Indeed, why would anyone question, not to mention ask the public, whether the euro has been a success? While a new economic crisis in Europe would have seismic consequences for Italy first of all, this sort of analysis entirely misses the point of the coalition's manifesto (they were not elected to save the euro!) and turns them, a symptom of the continent's troubles, into its cause.
The Economist, and other publications, whose offices are located in other countries, have also enjoyed the luxury of lecturing Italy, which has borne the brunt of recent illegal immigration (over 600,000 are still in the country) into Europe on its election of anti-migrant parties.
"The League goes well beyond reasonable concern over refugees, advocating xenophobic and unworkable deportation policies," on one of the issues where perspective seems to make all the difference – migration was the biggest worry for Italians polled before the vote, and the inability to control it was likely the primary reason for the decimation of the ruling center-left.

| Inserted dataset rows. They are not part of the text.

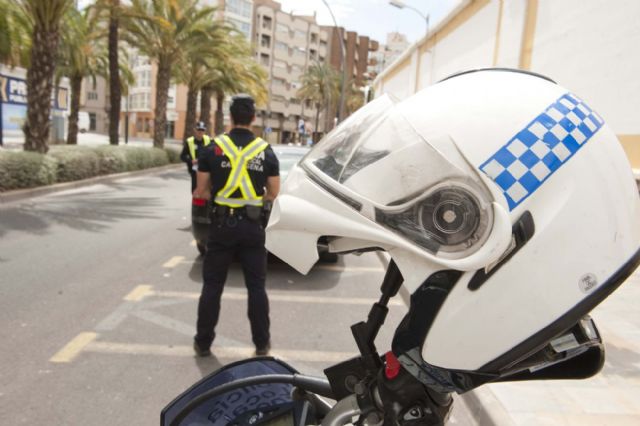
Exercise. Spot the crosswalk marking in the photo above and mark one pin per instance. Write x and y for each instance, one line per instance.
(173, 262)
(229, 352)
(139, 293)
(281, 297)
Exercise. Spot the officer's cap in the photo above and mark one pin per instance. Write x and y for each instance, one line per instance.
(242, 105)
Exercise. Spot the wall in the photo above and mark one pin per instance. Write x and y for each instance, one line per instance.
(588, 46)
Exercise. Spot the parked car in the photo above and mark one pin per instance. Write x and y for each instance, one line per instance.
(288, 156)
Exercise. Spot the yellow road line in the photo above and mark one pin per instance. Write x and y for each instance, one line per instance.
(280, 297)
(218, 352)
(173, 262)
(139, 293)
(74, 347)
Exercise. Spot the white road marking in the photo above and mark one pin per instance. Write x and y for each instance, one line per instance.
(166, 322)
(219, 352)
(139, 293)
(173, 262)
(74, 347)
(282, 297)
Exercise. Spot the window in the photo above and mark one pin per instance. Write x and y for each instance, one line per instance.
(265, 41)
(267, 22)
(240, 25)
(281, 28)
(239, 7)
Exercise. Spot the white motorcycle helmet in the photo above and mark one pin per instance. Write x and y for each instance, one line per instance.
(500, 195)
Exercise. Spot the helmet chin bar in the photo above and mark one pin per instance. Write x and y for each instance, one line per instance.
(407, 390)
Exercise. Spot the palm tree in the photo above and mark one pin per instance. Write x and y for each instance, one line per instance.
(320, 85)
(198, 70)
(44, 18)
(83, 53)
(206, 93)
(115, 84)
(233, 71)
(241, 74)
(161, 30)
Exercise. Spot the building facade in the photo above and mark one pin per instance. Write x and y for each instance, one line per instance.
(584, 46)
(286, 45)
(355, 67)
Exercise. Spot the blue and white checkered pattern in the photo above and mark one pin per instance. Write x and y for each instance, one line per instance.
(542, 147)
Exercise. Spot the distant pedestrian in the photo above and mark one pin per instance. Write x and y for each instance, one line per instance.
(191, 148)
(240, 174)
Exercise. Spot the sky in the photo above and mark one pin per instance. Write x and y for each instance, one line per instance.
(375, 18)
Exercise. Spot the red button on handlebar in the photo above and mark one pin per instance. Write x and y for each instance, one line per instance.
(392, 368)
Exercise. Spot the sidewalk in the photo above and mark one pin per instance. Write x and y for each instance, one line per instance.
(15, 140)
(610, 398)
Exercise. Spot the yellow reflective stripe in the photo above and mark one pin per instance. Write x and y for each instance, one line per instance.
(192, 148)
(239, 176)
(237, 202)
(246, 186)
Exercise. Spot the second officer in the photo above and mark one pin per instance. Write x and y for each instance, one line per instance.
(239, 173)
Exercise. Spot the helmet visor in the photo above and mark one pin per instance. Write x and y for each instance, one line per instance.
(395, 177)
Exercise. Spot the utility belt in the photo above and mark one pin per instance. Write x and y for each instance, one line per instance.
(252, 213)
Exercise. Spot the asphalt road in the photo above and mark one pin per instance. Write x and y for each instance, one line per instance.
(98, 294)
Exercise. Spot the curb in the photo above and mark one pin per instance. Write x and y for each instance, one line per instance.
(20, 194)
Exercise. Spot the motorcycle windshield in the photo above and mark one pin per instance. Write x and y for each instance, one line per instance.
(222, 409)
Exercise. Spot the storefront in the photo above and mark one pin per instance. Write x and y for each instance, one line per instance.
(13, 105)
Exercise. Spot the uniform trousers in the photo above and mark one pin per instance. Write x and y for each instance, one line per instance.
(230, 238)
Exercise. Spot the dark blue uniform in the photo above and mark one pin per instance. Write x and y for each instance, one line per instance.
(234, 235)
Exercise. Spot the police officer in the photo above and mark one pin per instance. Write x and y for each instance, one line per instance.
(239, 172)
(191, 148)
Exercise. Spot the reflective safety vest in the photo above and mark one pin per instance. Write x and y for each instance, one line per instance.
(191, 143)
(239, 175)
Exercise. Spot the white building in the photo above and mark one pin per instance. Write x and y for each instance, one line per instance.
(588, 47)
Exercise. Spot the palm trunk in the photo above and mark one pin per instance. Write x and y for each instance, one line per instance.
(317, 132)
(190, 119)
(205, 106)
(219, 120)
(114, 75)
(72, 131)
(40, 86)
(163, 80)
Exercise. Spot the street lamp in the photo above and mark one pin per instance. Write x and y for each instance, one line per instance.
(344, 64)
(401, 5)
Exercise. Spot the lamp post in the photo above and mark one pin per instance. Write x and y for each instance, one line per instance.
(401, 5)
(343, 63)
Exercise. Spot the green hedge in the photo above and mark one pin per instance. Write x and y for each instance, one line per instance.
(20, 169)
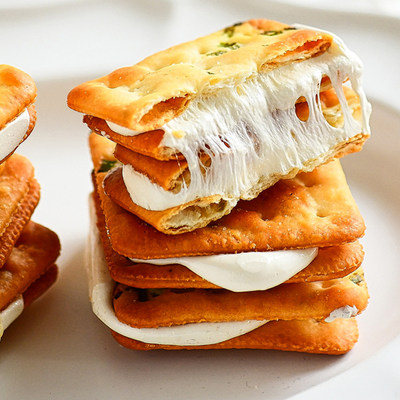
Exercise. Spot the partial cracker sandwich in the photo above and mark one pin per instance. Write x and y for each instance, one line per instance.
(230, 113)
(28, 272)
(19, 196)
(330, 263)
(314, 209)
(305, 317)
(306, 336)
(17, 109)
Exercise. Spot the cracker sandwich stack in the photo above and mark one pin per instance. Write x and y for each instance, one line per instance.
(28, 250)
(221, 215)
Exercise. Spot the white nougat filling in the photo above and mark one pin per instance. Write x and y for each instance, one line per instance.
(11, 313)
(252, 133)
(12, 134)
(245, 272)
(100, 292)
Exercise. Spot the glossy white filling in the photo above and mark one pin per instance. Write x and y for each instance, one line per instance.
(100, 292)
(12, 134)
(342, 312)
(252, 133)
(11, 313)
(245, 272)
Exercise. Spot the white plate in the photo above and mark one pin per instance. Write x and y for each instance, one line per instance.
(58, 349)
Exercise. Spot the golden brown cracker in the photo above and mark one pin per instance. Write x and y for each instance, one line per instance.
(330, 263)
(183, 218)
(32, 122)
(19, 196)
(34, 252)
(142, 98)
(314, 209)
(307, 336)
(141, 309)
(17, 92)
(40, 286)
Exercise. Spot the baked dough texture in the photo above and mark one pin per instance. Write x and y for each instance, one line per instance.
(17, 92)
(145, 96)
(19, 196)
(28, 251)
(331, 263)
(314, 209)
(34, 253)
(306, 336)
(308, 207)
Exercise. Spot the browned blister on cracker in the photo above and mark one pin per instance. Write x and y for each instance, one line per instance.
(307, 336)
(34, 253)
(145, 100)
(19, 196)
(167, 307)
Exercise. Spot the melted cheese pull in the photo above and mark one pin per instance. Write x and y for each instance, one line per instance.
(12, 134)
(251, 132)
(244, 272)
(100, 292)
(11, 313)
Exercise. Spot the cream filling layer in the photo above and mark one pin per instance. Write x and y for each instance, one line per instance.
(12, 134)
(251, 132)
(342, 312)
(100, 293)
(245, 272)
(11, 313)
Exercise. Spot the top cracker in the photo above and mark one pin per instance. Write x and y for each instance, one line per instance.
(17, 92)
(147, 95)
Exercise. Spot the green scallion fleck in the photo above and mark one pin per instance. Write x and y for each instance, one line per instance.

Will there be a better time to deploy Game of Thrones parallel?
Of course, other than accusations of fascism, made somewhat difficult by the thoroughly un-Mussolini-like two months of patient coalition-building – it's hardly been the March on Rome – the other powerful and trump card remains Russia.
"This single-minded dedication to improving ties with Moscow as a panacea for all that ails the world is in line with the close links both parties are known to have cultivated with the Kremlin," Haaretz insinuates of the new government's desire to drop sanctions against Moscow.
And undoubtedly, what the Economist calls "excessive Russophilia" is liable to cause deleterious and sinister effects – there is only one step from liking Putin, to actually becoming Putin.
"Populists like Salvini understand that – as Petyr Baelish puts it in Game of Thrones – 'chaos is a ladder,'" writes Mason in his New Statesman piece. "Salvini is a fan of Putin and Le Pen, and knows that the route to power for authoritarian right-wing nationalists is through the drama of increasingly chaotic situations."
So to summarize: Italy is on course to destroy the euro, bankrupt itself, but bounce back by turning into a dictatorship, ushering in a new age of authoritarianism across Europe. Not even Italy's new leaders themselves could conjure up such power fantasies, as they doze off during the fifth hour of a Brussels finance ministers' meeting.